Friday, June 4, 2010

On reading The Road

As you may already suspect, I am a voracious reader. I devour books with the fervour of a fat masterchef. What I don't do often enough is let them settle when I'm done. Digest. I scoff them down one after the other without thought for indigestion.



After having Cormac McCarthy's The Road staring at me from the bookcase (pantry) for over a year I finally took it from the shelf and read it. I'd heard all the talk about how horrifyingly bleak it was, but had (& have) not seen the film, so I came to it with a fresh palette so to speak.

I read The Road in 3 days, beginning it on the train to the
Emerging Writers Festival (which I'll blog about later).

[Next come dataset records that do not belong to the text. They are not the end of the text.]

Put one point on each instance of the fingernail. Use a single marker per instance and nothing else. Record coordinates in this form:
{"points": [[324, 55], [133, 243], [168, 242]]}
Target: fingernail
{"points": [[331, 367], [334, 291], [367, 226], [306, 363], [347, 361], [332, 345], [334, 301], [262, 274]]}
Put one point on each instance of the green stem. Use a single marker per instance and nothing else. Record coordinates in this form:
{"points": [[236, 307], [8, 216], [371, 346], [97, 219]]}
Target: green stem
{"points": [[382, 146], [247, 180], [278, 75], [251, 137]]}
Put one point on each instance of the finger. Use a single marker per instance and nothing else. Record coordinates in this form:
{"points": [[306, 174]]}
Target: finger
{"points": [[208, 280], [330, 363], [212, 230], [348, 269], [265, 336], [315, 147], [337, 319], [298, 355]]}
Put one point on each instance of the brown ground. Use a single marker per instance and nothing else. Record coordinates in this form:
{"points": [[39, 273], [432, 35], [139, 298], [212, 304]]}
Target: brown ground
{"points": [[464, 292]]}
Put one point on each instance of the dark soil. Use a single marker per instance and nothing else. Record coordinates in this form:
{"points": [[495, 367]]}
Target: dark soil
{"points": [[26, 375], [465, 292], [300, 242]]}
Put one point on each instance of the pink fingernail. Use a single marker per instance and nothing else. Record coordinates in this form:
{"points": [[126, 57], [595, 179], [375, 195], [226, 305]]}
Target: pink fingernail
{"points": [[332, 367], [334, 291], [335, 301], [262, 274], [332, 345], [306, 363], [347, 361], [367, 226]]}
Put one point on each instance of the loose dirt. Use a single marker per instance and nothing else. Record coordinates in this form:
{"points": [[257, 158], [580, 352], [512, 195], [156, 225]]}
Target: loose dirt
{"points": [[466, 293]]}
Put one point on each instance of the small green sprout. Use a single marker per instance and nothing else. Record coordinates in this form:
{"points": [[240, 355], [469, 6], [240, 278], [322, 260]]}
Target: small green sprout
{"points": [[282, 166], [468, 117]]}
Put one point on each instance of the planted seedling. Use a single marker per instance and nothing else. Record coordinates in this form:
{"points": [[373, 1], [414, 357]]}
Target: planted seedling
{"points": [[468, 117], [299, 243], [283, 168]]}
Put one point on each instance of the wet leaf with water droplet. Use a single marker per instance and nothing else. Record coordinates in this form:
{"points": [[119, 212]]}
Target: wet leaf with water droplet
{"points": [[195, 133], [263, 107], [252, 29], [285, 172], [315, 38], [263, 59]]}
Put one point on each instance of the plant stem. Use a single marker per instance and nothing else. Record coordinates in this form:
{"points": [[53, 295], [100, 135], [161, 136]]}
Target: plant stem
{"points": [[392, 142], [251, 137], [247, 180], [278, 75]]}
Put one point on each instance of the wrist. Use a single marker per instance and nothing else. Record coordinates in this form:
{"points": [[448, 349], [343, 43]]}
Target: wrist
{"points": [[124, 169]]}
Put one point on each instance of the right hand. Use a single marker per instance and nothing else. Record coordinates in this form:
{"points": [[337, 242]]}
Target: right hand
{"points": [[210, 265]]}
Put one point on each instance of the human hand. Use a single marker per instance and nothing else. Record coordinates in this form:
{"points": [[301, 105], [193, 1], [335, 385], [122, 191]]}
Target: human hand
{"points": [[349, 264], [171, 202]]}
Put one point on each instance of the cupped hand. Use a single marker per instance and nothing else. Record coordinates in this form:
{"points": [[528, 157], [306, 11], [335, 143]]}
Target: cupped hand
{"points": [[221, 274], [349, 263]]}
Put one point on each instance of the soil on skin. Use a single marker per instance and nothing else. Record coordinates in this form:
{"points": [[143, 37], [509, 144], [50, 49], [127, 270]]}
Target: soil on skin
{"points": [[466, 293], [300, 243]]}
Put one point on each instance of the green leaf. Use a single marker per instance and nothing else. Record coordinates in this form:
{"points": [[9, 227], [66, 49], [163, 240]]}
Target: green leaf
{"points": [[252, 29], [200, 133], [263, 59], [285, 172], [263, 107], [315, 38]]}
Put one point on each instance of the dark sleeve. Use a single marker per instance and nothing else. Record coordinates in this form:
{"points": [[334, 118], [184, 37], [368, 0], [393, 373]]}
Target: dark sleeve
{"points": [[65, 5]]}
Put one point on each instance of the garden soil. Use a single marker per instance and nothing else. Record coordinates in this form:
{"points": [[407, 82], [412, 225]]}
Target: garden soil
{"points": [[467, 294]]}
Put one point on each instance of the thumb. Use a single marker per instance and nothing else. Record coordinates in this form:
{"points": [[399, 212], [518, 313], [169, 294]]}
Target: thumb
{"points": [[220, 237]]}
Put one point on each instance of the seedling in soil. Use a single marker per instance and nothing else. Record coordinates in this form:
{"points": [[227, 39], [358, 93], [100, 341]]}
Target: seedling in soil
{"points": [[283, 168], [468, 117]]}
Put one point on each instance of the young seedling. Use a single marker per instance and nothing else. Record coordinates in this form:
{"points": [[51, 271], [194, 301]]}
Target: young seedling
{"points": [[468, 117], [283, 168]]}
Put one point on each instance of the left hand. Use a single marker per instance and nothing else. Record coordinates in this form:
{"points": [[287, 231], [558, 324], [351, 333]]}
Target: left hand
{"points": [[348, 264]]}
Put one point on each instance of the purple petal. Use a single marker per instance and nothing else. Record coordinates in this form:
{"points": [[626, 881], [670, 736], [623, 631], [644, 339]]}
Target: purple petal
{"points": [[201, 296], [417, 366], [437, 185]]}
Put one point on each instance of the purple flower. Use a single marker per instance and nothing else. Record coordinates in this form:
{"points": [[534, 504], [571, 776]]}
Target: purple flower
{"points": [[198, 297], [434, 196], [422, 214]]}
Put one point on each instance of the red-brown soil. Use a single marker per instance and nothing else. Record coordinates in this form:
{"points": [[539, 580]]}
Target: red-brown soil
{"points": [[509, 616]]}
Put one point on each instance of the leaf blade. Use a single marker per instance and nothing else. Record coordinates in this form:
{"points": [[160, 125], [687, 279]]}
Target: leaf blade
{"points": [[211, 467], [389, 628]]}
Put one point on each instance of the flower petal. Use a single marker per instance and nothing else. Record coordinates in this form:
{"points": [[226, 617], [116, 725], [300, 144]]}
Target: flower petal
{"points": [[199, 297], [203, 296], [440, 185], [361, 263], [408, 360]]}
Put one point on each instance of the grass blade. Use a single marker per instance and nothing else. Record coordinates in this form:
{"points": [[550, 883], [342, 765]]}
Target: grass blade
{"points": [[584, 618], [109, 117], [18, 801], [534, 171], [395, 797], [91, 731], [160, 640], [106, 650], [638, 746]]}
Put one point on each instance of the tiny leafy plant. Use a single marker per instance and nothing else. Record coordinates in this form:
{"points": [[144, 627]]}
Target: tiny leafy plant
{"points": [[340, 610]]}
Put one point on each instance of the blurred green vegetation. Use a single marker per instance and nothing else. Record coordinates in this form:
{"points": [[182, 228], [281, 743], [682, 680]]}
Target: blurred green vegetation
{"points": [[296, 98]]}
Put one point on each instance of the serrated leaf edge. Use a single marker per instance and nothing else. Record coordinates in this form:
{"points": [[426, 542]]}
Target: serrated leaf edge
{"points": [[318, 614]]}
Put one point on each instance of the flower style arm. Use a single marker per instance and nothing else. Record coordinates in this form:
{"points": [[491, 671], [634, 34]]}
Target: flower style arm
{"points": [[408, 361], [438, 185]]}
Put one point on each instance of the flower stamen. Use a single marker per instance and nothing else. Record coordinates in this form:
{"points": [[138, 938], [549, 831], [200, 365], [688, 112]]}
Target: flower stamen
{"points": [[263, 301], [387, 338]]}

The writing style is plain and honest. The structure leads you into the story one paragraph at a time and keeps you reading. There are no chapters. The writer's use of "the man" and "the boy" is clever. By not assigning names and therefore fixed identities to these characters he has made them "every man" and "every boy"; representative of humankind.

The boy's constant need to be reasured that they are the "good guys" is understandable given his child's perspective. To survive in the face of such widespread devastation; the total breakdown of society, is a difficult, seemingly impossible, thing to do. In order to do it, lines must be crossed. There is no room for regret, for weighing the right and the wrong of a thing; action (& sometimes inaction) is primal; instinctive.

What sustains "the man" is not the food they manage to find along the road, nor is it the gun he carries. What sustains him, what motivates him to keep going, is his love for "the boy". Though he is forced to face the very vilest parts of mankind, both within himself and in other people, it is humanity - the goodness of it - that makes survival possible. The human spirit needs a reason to fight; needs something worth fighting for. Without it, why would we bother, when it's much easier to give up.

When I'd finished reading
The Road I chose another book from the shelf, but I found I didn't want to start it just yet. If we don't ever allow ourselves to feel hungry, how can we ever fully appreciate what we eat.

I have found that The Road is a meal best digested slowly; thoughtfully.